Are A and B, slits or just points in space?

3. Jan 18, 2012

### franco1991

Just points in space, not slits.

4. Jan 18, 2012

### sophiecentaur

OK then. There is no 'resultant wave'. There are just the same two waves which add vectorially at every point in space to produce resultant fields. The interference pattern will be a 'waffle iron' shape, observed from side on, with many localised peaks and troughs. If you put the proverbial 'projection screen' in some position, you'll get the well known stripes pattern.

You are getting a combination of a standing wave and the two progressive waves. In the limit, when the two waves are travelling in opposite directions (θ=180°) and with equal amplitude, you get just a standing wave and no net energy flow.

5. Jan 18, 2012

### franco1991

I appreciate your help. I have a questions and points of clarification though.

1.) You say "at all points in space". But they only are superposed at the point of intersection, so they can only sum vectorially at that point of intersection. Say, for example, that they are either coherent laser beams or that they each travel thru waveguides, which intersect at the point shown in the diagram, rather than spreading out thru space in circles (such that they can only superpose at the point of intersection; they don't overlap at any point but the point of intersection).

2.) In the scenario I'm asking about, the waves never travel in opposite directions, θ never equals 180°, so they never form standing waves. They are each propagating towards the point of intersection (thus in the same general direction), just at different angles.

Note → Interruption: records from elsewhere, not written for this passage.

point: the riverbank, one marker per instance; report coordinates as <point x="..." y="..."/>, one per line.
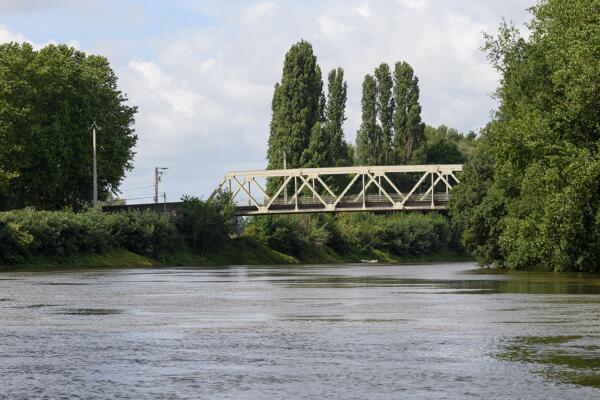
<point x="240" y="251"/>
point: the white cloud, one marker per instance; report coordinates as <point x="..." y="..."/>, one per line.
<point x="363" y="10"/>
<point x="204" y="93"/>
<point x="414" y="4"/>
<point x="259" y="11"/>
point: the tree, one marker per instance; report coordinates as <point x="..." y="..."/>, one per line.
<point x="408" y="128"/>
<point x="385" y="111"/>
<point x="335" y="116"/>
<point x="368" y="138"/>
<point x="327" y="147"/>
<point x="297" y="105"/>
<point x="206" y="225"/>
<point x="443" y="145"/>
<point x="543" y="141"/>
<point x="48" y="100"/>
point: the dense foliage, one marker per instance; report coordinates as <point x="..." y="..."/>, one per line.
<point x="206" y="225"/>
<point x="391" y="128"/>
<point x="56" y="235"/>
<point x="531" y="192"/>
<point x="48" y="101"/>
<point x="297" y="106"/>
<point x="411" y="234"/>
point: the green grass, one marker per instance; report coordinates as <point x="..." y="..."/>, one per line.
<point x="239" y="251"/>
<point x="113" y="259"/>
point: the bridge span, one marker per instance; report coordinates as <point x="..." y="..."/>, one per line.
<point x="342" y="189"/>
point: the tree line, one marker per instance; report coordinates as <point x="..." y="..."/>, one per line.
<point x="306" y="127"/>
<point x="530" y="194"/>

3.) By resultant fields, you mean that there are multiple resultant waves in diff. points of space, not just one?

So, at the point of intersection, are the waves summing their respective amplitudes? If they aren't, why, since they are satisfying the conditions of interference (in phase and superposed)? And if they DO, then what direction does the new wave travel (the original question)?

6. Jan 18, 2012

### sophiecentaur

What "new wave"? Neither of the incident waves can affect the other. Don't confuse fields adding up with a new progressive wave. Where could it come from?
If you have two narrow beams, the resulting power distribution will not lie outside the two. The pattern is multiplicative - beam pattern times fringe pattern.
Your diagram implied infinite extent for the waves which is why I used the phrase "over all space". But the pattern would be limited to within the beams.
What I wrote applies to all values of angle. 180 is just the extreme case.

7. Jan 18, 2012

### franco1991

I meant resultant wave rather than new wave - a single wave that is the sum of each incident wave's amplitude, rather than a new wave created out of nothing (thus violating energy conservation laws).

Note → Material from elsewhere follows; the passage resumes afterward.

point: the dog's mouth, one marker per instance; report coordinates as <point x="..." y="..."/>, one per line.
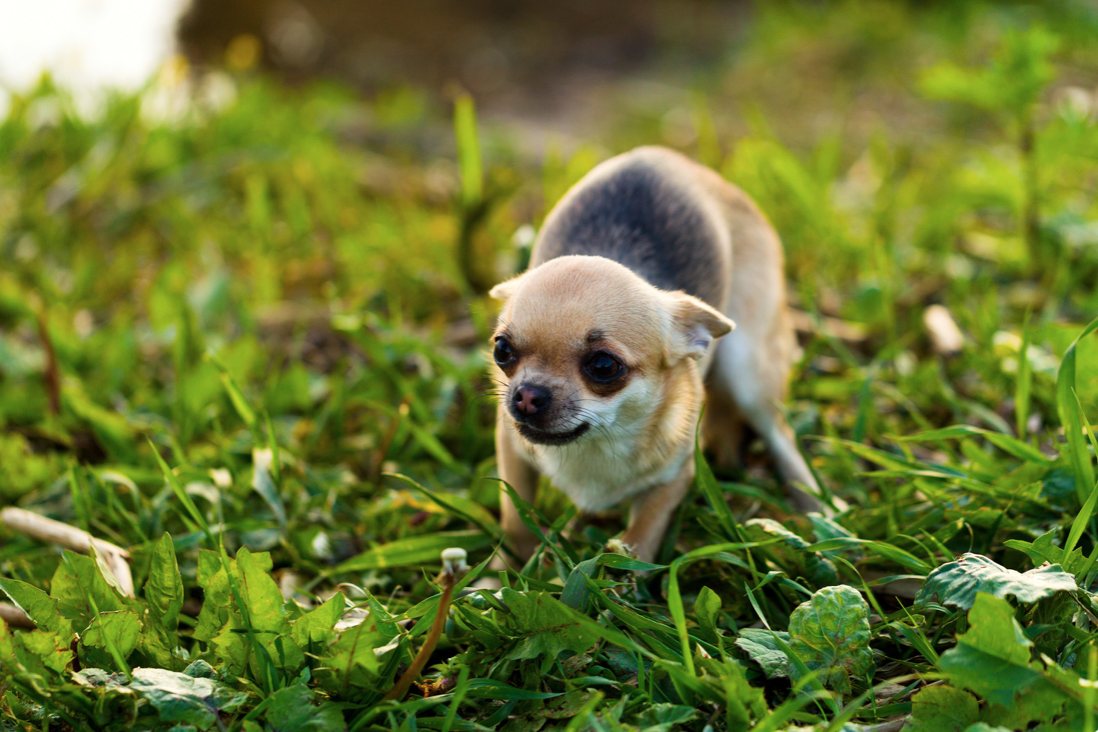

Say that rather than wavetrains they are pulses. Would the two pulses sum their amplitudes at the point of intersection, but then continue on in their original directions (with their original amplitudes) after they've intersected, such that there is no "permanent" resultant field with an amplitude that is the sum of the incident waves' amplitudes? (permanent in that it continues to propagate away from the point of intersection with the summed amplitude).

I find it difficult to understand how the resultant fields (the parts of the wave that have summed each incident wave's respective amplitude) are limited to just the point of intersection, because parts of the beam do constructively interfere and sum the amplitudes of the original waves, the summed fields have to propagate forward, and if they do propagate forward they need a determinate direction, don't they?
A wave (according to my understanding) with a summed amplitude must propagate forward, it can't revert to one of the original wave's original amplitudes without interfering destructively with another wave, and it has to propagate in some direction, so it must be in the direction of one of the original waves, or a new direction. So I think I'm confused by your saying that the resultant field (interference) is limited to within the beams. I can see that it's creation is limited to within the beams, but doesn't it propagate forward in some direction with a summed amplitude?

I suppose I'm confused because I'm picturing it (your explanation) as the pulses (or beams) interfering (creating a resultant field of "pulse"), but then having that resultant field "split apart" again into the original two waves.

Is it that waves have to be perfectly parallel to actually produce a resultant wave that is the sum of their respective amplitudes? That a wave or field cannot intersect another at an angle and produce a single resultant wave that has a summed amplitude?